Google has published an explainer aimed to clarify the ongoing situation with Huawei, which has been on the US Department of Commerce’s blacklist since last year.
In the post, Tristan Ostrowski, legal director for Android and Google Play, recalled that Google is banned from working with Huawei “on new device models or providing Google’s apps including Gmail, Maps, YouTube, the Play Store and others for preload or download on these devices.”
While stopping short of speculating whether Huawei poses any threat to US national security, Ostrowski instead focused on “protecting the security of Google users on the millions of existing Huawei devices around the world”.

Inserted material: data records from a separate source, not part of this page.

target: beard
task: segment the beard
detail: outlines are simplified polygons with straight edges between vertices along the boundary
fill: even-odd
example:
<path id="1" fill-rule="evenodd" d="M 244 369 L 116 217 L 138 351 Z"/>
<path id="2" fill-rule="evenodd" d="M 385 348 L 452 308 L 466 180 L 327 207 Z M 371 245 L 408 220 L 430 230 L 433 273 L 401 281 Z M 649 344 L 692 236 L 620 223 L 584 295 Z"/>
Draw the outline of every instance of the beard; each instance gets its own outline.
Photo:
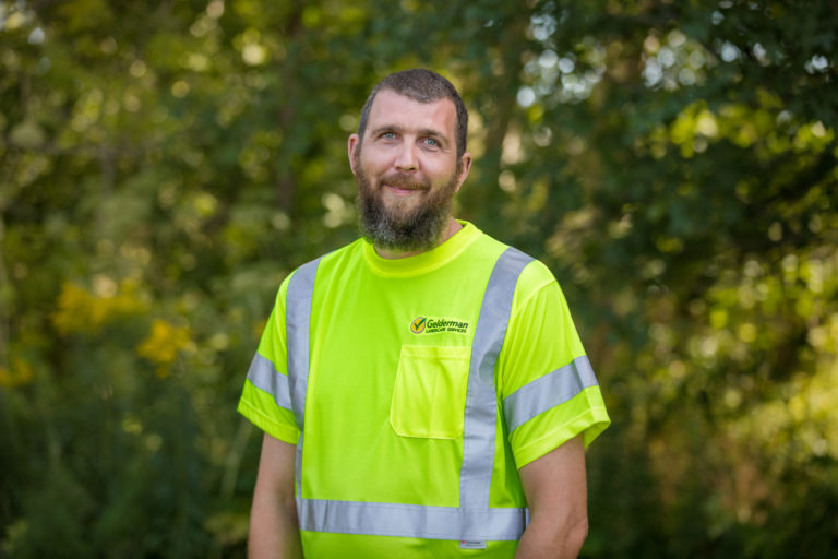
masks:
<path id="1" fill-rule="evenodd" d="M 375 247 L 403 252 L 419 252 L 436 246 L 451 217 L 451 205 L 456 192 L 459 166 L 446 185 L 432 190 L 428 181 L 418 181 L 409 174 L 393 173 L 373 185 L 355 159 L 358 181 L 358 214 L 363 237 Z M 411 207 L 411 200 L 384 202 L 384 185 L 423 191 L 420 203 Z M 411 195 L 416 197 L 417 194 Z"/>

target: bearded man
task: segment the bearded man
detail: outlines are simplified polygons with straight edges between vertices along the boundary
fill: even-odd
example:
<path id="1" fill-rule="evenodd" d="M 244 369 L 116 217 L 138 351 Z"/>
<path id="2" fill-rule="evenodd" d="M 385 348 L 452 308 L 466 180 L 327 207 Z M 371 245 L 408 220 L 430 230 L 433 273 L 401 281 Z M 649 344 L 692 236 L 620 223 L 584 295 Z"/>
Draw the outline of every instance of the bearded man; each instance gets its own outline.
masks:
<path id="1" fill-rule="evenodd" d="M 429 70 L 370 93 L 363 238 L 283 282 L 239 402 L 264 431 L 251 557 L 578 554 L 610 420 L 550 271 L 452 216 L 467 130 Z"/>

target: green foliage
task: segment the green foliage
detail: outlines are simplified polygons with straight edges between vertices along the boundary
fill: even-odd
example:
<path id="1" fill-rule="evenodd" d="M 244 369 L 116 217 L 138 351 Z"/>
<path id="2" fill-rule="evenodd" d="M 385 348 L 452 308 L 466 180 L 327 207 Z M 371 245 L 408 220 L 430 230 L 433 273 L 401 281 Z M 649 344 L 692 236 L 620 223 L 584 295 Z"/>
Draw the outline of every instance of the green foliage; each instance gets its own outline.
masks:
<path id="1" fill-rule="evenodd" d="M 0 555 L 240 557 L 282 278 L 370 87 L 452 78 L 458 215 L 541 258 L 613 427 L 585 557 L 838 547 L 834 2 L 0 3 Z"/>

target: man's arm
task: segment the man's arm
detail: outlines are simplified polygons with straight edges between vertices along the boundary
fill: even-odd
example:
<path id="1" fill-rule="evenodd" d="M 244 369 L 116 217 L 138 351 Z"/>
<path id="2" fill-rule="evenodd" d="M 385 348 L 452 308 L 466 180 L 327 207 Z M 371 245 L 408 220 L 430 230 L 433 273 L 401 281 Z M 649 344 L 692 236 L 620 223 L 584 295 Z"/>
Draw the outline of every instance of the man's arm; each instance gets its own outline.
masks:
<path id="1" fill-rule="evenodd" d="M 565 559 L 588 535 L 585 448 L 576 437 L 519 469 L 530 523 L 516 559 Z"/>
<path id="2" fill-rule="evenodd" d="M 295 447 L 265 433 L 250 510 L 248 556 L 302 558 L 294 499 Z"/>

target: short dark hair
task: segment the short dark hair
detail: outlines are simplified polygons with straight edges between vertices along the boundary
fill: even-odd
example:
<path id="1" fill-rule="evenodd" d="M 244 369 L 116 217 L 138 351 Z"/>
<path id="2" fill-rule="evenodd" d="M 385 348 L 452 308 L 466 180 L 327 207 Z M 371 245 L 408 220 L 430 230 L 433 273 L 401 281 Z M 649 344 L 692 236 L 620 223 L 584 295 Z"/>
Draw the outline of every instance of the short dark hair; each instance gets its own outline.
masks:
<path id="1" fill-rule="evenodd" d="M 457 158 L 466 153 L 466 138 L 468 136 L 468 110 L 466 110 L 466 104 L 463 103 L 456 87 L 450 81 L 436 72 L 422 68 L 392 73 L 373 87 L 361 109 L 361 121 L 358 123 L 359 147 L 363 141 L 363 132 L 367 130 L 367 121 L 370 118 L 372 102 L 375 100 L 375 95 L 380 91 L 385 90 L 410 97 L 419 103 L 433 103 L 440 99 L 448 99 L 454 103 L 454 107 L 457 109 Z"/>

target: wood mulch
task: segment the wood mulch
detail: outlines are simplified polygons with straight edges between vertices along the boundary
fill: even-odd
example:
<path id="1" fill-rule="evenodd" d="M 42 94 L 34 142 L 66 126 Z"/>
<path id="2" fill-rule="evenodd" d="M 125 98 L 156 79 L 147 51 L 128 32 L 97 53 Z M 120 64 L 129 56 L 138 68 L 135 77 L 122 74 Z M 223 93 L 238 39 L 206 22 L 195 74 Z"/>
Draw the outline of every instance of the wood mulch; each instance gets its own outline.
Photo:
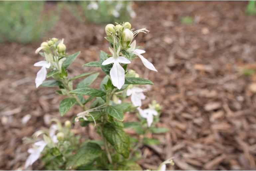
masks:
<path id="1" fill-rule="evenodd" d="M 144 56 L 159 72 L 143 67 L 139 59 L 129 67 L 153 81 L 147 93 L 163 106 L 159 127 L 170 132 L 149 135 L 161 145 L 141 148 L 144 168 L 157 169 L 173 157 L 168 170 L 256 169 L 256 17 L 245 14 L 247 1 L 158 1 L 136 3 L 132 26 L 151 32 L 137 38 Z M 51 4 L 52 5 L 52 4 Z M 64 38 L 67 51 L 81 51 L 70 67 L 74 76 L 92 70 L 81 64 L 97 60 L 101 49 L 107 51 L 104 26 L 79 23 L 64 12 L 47 36 Z M 194 23 L 186 25 L 187 16 Z M 29 146 L 21 138 L 49 128 L 49 115 L 64 122 L 80 111 L 74 107 L 61 118 L 59 104 L 63 97 L 54 88 L 36 89 L 42 59 L 35 51 L 40 43 L 0 44 L 0 169 L 23 169 Z M 95 81 L 98 86 L 104 76 Z M 150 102 L 148 98 L 144 106 Z M 125 116 L 131 119 L 132 114 Z M 27 123 L 25 119 L 31 118 Z M 24 119 L 25 118 L 25 119 Z M 84 137 L 97 138 L 93 127 L 74 128 Z M 40 162 L 33 168 L 42 169 Z"/>

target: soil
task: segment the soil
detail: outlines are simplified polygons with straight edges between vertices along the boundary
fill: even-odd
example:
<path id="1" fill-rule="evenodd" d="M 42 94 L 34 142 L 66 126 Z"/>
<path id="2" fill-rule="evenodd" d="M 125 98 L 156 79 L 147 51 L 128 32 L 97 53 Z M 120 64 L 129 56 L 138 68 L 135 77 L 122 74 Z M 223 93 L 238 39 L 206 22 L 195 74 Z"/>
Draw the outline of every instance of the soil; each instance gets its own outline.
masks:
<path id="1" fill-rule="evenodd" d="M 136 2 L 136 29 L 146 27 L 137 42 L 144 57 L 158 70 L 143 66 L 139 59 L 129 67 L 155 85 L 147 93 L 163 106 L 159 127 L 170 131 L 153 135 L 160 145 L 141 148 L 144 169 L 157 169 L 173 157 L 167 170 L 256 169 L 256 17 L 245 13 L 247 1 L 145 1 Z M 54 6 L 56 5 L 51 4 Z M 100 68 L 83 67 L 96 60 L 100 50 L 108 51 L 104 26 L 79 22 L 64 11 L 45 39 L 64 39 L 66 51 L 81 53 L 70 67 L 70 76 Z M 190 16 L 193 23 L 181 23 Z M 23 169 L 29 146 L 22 138 L 49 128 L 51 115 L 63 122 L 80 112 L 73 108 L 61 118 L 59 105 L 63 97 L 55 88 L 36 89 L 34 79 L 42 59 L 35 51 L 40 43 L 0 44 L 0 169 Z M 144 106 L 150 102 L 144 101 Z M 25 116 L 31 116 L 24 124 Z M 125 119 L 133 117 L 126 115 Z M 86 138 L 98 137 L 93 127 L 74 129 Z M 42 169 L 37 161 L 28 169 Z"/>

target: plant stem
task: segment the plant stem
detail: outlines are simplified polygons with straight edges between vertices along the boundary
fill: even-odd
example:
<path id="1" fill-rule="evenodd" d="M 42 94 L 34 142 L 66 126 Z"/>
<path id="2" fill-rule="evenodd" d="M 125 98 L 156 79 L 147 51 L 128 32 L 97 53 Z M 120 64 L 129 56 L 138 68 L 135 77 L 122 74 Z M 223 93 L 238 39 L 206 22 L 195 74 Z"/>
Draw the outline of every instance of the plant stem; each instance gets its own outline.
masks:
<path id="1" fill-rule="evenodd" d="M 100 134 L 101 135 L 101 138 L 102 139 L 102 141 L 103 142 L 103 144 L 104 145 L 104 148 L 105 148 L 105 151 L 106 151 L 106 153 L 107 154 L 107 157 L 108 161 L 110 164 L 112 164 L 113 163 L 112 161 L 112 158 L 111 158 L 111 155 L 110 155 L 110 153 L 109 152 L 109 150 L 108 150 L 108 147 L 107 142 L 106 140 L 106 138 L 103 135 L 103 133 L 102 131 L 102 127 L 101 126 L 100 126 Z"/>

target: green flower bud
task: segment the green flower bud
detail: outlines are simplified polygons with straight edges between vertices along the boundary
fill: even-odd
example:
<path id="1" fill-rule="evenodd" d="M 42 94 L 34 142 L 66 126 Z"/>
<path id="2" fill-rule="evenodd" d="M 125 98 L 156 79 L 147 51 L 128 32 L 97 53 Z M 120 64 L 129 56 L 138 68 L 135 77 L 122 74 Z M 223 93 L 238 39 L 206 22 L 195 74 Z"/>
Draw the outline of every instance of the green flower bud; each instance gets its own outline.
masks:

He noted that his company “continued to work with Huawei, in compliance with government regulations, to provide security updates and updates to Google’s apps and services on existing devices” and that they will “continue to do so as long as it is permitted”.
In this vein, Ostrowski recalled that US legislation currently allows Google “to only work with Huawei on device models available to the public on or before 16 May 2019”.
He added that US government restrictions stipulate that Google’s apps and services will not be available “for preload or sideload” on new Huawei smartphones which are considered “uncertified”.
Ostrowski warned that “sideloaded Google apps will not work reliably because we do not allow these services to run on uncertified devices where security may be compromised” and that “sideloading Google’s apps also carries a high risk of installing an app that has been altered or tampered with in ways that can compromise user security”.
He explained that all those users who want to check if their devices are certified should open the Google Play Store app on their Android phones, tap “Menu” and look for “settings”. It will help them find out whether their devices are certified under “Play Protect certification”, Ostrowski concluded.
US Clampdown on Huawei
His remarks come amid the ongoing US crackdown on the Chinese tech giant, which kicked off in May 2019, when the US Department of Commerce prohibited internet providers from using Huawei products and US tech companies from selling technologies (hardware and software) to Huawei without obtaining a special licence first.
The US claims that Huawei is working with the Chinese government to allow the latter to spy on those who use the tech giant's equipment.
Beijing and Huawei vehemently deny these claims, with the tech giant vowing to combat the US move in court.